Speaking to health officials from China, Hong Kong and Macau in Yunnan province on Friday, Huang said any suspected human case would be quarantined.

The World Health Organisation (WHO) has said that the strain is endemic in poultry in China and across much of Asia, and it may only be a matter of time before it develops the ability to pass easily from human to human.

China's sheer size and its attempts to conceal the SARS epidemic in 2003 have prompted fears among some experts that it has had more bird flu cases than officially recorded.

Since breaking out in late 2003 in South Korea, the deadly H5N1 strain of influenza has killed more than 60 people in four Asian countries and reached as far west as European Russia, Turkey and Romania, tracking the paths of migratory birds.

Russian authorities said they had uncovered more cases of bird flu in the Urals and were investigating a suspected outbreak in the Altai region close to the Kazakh border.

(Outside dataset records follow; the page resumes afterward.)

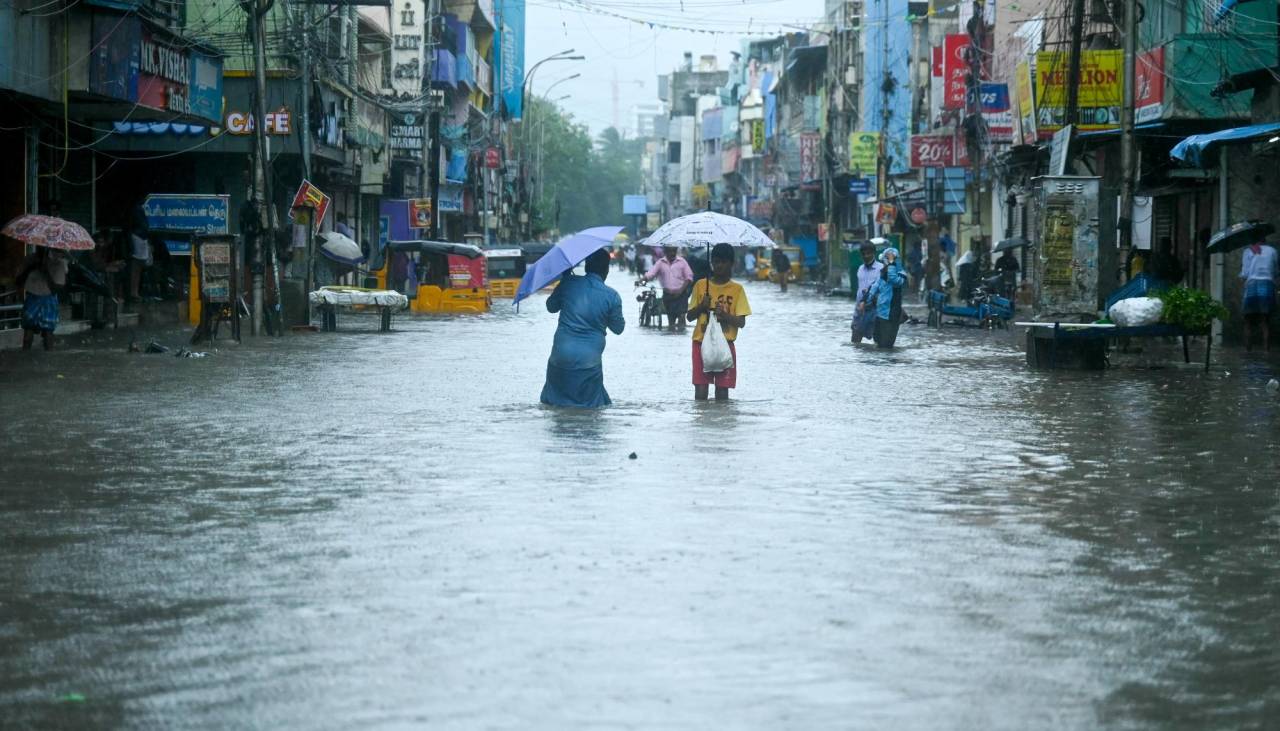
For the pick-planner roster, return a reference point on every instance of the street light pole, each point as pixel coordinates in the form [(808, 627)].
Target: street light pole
[(524, 133)]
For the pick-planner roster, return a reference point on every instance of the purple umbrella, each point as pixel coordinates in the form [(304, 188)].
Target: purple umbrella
[(563, 256)]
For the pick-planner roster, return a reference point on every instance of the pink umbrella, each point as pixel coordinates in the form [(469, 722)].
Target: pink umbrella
[(49, 232)]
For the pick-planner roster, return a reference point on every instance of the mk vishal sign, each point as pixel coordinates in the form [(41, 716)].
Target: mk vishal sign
[(1100, 91), (131, 60)]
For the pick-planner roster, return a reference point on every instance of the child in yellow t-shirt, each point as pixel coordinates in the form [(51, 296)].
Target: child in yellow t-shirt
[(727, 301)]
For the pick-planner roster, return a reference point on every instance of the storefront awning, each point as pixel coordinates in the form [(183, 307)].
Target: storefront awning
[(1198, 150)]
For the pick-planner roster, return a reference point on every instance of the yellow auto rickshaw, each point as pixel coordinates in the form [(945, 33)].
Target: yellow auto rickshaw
[(439, 275), (506, 266), (764, 263)]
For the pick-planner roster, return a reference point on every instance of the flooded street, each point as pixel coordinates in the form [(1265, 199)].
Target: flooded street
[(362, 530)]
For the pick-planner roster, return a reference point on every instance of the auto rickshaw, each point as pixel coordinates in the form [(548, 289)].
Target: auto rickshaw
[(506, 266), (439, 275)]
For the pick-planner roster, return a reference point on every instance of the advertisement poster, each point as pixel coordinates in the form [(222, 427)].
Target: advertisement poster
[(955, 69), (1100, 91)]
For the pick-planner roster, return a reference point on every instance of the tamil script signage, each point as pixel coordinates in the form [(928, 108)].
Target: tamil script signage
[(1148, 94), (132, 62), (933, 150), (188, 213)]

On Friday, new cases were reported in Britain, Romania and Croatia, but there was no immediate indication it was H5N1.

In Britain, the Agriculture Ministry said a parrot that died in quarantine had contracted bird flu. The parrot had been imported from Surinam and held with other birds from Taiwan.
 
Although China has a HUGE border to protect, IMO it's do-able for a few reasons:

1. There aren't millions of mexi.. er.. people from neighboring countries trying to get in.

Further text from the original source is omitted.